This week a dust storm so ridiculously huge that it was visible from space tore through Colorado. The National Oceanic and Atmospheric Administration’s GOES-East satellite captured a two-hour timelapse of the storm, which you can see above.
On Friday the National Weather Service in Pueblo said gusty north winds exceeded 60 mph (96 kph) and a dust storm warning remained in effect in southeastern Colorado throughout the morning and the early afternoon. The National Weather Service also issued a “blowing dust warning” for the region on Friday, and it said the strong winds increased “critical fire danger,” according to the Denver Post.
The storm severely limited visibility on major roadways.
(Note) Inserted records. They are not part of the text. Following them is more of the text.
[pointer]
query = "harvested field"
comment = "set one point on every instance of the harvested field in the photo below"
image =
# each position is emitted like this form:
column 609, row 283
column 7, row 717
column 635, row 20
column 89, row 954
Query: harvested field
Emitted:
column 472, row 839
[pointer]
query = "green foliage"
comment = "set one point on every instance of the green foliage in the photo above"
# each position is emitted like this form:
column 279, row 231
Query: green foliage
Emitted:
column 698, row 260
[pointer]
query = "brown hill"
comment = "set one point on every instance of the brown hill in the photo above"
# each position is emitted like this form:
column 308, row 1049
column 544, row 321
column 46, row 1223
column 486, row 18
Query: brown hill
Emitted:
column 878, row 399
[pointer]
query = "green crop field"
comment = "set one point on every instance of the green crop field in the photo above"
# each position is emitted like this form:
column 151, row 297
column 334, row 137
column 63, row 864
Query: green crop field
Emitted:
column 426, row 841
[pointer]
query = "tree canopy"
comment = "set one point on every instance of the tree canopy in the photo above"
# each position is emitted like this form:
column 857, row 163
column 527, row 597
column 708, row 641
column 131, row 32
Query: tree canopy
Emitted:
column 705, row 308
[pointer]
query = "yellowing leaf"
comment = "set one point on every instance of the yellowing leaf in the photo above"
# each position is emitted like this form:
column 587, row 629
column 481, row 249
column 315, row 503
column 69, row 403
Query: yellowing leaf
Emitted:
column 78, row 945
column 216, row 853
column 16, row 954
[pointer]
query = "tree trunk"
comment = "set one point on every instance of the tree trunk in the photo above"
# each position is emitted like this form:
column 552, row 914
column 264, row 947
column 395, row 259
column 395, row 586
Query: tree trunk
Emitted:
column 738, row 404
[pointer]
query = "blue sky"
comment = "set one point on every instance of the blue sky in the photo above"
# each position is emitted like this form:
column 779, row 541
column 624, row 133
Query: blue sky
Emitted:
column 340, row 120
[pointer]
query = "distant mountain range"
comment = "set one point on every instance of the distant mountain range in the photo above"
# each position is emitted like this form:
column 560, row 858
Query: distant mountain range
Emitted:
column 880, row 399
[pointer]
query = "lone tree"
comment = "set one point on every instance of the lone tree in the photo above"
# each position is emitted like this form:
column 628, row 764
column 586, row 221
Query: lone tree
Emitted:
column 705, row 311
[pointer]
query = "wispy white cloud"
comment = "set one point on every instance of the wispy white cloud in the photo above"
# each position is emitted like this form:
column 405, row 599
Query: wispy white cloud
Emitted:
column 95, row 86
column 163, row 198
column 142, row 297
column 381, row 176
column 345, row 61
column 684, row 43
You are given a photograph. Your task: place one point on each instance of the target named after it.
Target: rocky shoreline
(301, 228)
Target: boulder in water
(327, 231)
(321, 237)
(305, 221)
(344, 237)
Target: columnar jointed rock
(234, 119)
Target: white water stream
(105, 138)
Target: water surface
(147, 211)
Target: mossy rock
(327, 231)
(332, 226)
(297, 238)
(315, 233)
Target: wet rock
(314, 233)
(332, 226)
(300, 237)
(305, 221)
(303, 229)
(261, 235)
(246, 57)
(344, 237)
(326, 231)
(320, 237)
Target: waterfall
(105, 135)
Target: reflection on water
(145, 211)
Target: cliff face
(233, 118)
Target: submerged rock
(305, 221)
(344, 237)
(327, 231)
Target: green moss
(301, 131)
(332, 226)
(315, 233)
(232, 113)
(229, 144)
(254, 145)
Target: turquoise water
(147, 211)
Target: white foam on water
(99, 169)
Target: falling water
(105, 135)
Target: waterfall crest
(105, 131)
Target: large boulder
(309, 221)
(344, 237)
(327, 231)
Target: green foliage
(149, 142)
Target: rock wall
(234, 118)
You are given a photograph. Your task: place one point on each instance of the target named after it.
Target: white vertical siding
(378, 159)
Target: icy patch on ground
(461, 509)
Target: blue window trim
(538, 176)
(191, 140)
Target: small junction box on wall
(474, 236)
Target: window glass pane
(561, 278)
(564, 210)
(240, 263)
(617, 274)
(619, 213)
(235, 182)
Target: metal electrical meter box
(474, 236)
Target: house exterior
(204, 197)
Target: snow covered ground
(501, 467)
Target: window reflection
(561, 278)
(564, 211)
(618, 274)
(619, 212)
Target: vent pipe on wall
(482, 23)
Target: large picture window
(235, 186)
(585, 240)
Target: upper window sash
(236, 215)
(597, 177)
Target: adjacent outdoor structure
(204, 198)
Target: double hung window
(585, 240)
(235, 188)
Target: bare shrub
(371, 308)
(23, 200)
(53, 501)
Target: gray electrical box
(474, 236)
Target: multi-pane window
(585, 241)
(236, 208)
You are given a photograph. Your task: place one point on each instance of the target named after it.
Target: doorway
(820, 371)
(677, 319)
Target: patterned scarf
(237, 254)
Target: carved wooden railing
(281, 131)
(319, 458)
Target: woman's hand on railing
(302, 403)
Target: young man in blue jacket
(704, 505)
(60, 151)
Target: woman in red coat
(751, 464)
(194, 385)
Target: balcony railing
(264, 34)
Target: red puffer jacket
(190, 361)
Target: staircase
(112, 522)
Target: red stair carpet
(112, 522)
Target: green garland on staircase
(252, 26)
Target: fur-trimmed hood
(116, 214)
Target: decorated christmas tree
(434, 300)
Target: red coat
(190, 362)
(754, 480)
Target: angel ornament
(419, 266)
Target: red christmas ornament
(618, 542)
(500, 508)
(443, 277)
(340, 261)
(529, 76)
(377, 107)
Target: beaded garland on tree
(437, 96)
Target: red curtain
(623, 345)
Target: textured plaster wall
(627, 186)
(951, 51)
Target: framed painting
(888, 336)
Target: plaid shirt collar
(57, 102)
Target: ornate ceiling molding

Videos shared by Colorado State Patrol of cars pulled off to the side of the road look like scenes straight out of a Mad Max movie, the skyline dissipated by a thick cloud of dust clogging the air. The conditions were truly frightening for anyone in the region, and in fact proved deadly for some caught in the dust storm.
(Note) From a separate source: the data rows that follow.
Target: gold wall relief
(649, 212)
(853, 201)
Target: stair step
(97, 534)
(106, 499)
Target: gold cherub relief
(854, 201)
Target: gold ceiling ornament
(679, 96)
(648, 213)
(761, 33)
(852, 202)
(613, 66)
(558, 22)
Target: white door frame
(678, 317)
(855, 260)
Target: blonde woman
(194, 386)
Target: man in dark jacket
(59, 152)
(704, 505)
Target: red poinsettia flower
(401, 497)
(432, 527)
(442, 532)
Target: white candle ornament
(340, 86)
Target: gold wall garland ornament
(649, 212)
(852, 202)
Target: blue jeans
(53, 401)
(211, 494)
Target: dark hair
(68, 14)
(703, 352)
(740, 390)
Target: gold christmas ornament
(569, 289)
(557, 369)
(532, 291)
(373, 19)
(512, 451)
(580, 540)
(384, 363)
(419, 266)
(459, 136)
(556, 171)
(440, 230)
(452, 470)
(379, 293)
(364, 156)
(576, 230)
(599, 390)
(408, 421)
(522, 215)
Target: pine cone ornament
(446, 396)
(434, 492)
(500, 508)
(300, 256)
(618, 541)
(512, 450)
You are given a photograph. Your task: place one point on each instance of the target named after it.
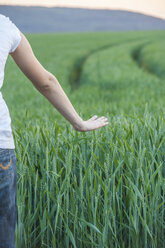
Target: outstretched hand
(92, 124)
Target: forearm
(53, 91)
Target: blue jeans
(8, 194)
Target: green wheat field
(105, 188)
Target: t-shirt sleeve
(15, 37)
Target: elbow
(47, 85)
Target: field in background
(104, 188)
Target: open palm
(92, 124)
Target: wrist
(78, 124)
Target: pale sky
(150, 7)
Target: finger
(93, 118)
(102, 119)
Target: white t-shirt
(9, 40)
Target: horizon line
(83, 7)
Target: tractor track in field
(138, 58)
(77, 69)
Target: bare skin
(47, 84)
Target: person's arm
(48, 85)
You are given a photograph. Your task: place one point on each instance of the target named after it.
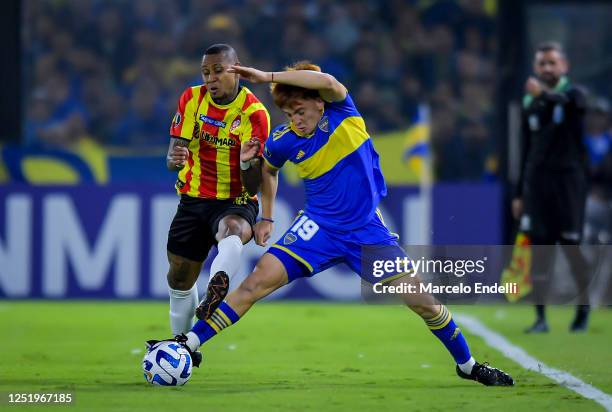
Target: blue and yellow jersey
(340, 168)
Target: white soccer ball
(167, 364)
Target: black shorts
(193, 229)
(554, 207)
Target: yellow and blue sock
(223, 317)
(444, 327)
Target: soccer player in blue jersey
(326, 139)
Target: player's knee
(180, 275)
(251, 289)
(232, 226)
(426, 311)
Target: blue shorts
(306, 249)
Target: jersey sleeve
(184, 120)
(275, 152)
(259, 128)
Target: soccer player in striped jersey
(214, 122)
(327, 140)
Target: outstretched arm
(250, 166)
(178, 153)
(329, 88)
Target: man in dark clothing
(552, 188)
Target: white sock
(193, 342)
(228, 258)
(182, 309)
(467, 366)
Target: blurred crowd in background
(113, 70)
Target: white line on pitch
(518, 355)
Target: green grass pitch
(290, 356)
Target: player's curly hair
(284, 93)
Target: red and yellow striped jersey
(215, 133)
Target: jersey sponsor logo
(218, 141)
(214, 122)
(235, 125)
(279, 133)
(177, 120)
(324, 124)
(289, 238)
(196, 130)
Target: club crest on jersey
(235, 125)
(177, 120)
(289, 238)
(214, 122)
(324, 124)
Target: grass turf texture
(290, 356)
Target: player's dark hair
(550, 46)
(283, 94)
(222, 48)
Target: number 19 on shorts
(305, 228)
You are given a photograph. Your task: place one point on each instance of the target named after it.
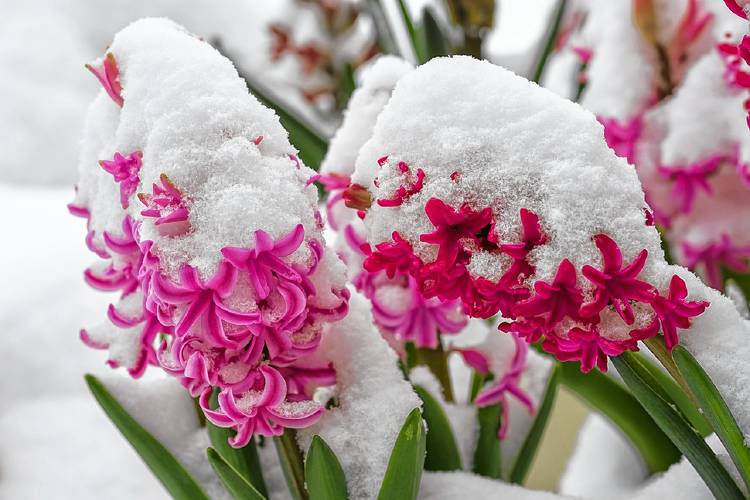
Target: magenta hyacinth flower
(614, 283)
(109, 76)
(622, 137)
(167, 204)
(587, 346)
(671, 312)
(690, 179)
(265, 412)
(508, 386)
(415, 318)
(125, 170)
(452, 226)
(715, 254)
(264, 261)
Windy conditions, low visibility, and a fatal crash shut down a stretch of highway in both directions that runs from Denver to the Kansas state border. The crash killed one person and injured up to 15 others, Colorado State Patrol tweeted, warning travelers that the dust storm was still going strong at the time of the tweet. The interstate remained blocked for more than three hours, a Colorado Department of Transportation spokesperson told the Denver Post.
Winds were also high in the days leading up to the storm. Across Wednesday night and into Thursday morning, officials reported gusts of more than 90 mph (144 kph) in parts of Boulder and Larimer counties and 116 mph (186 kph) winds near the town of Breckenridge, according to local NBC affiliate 9News.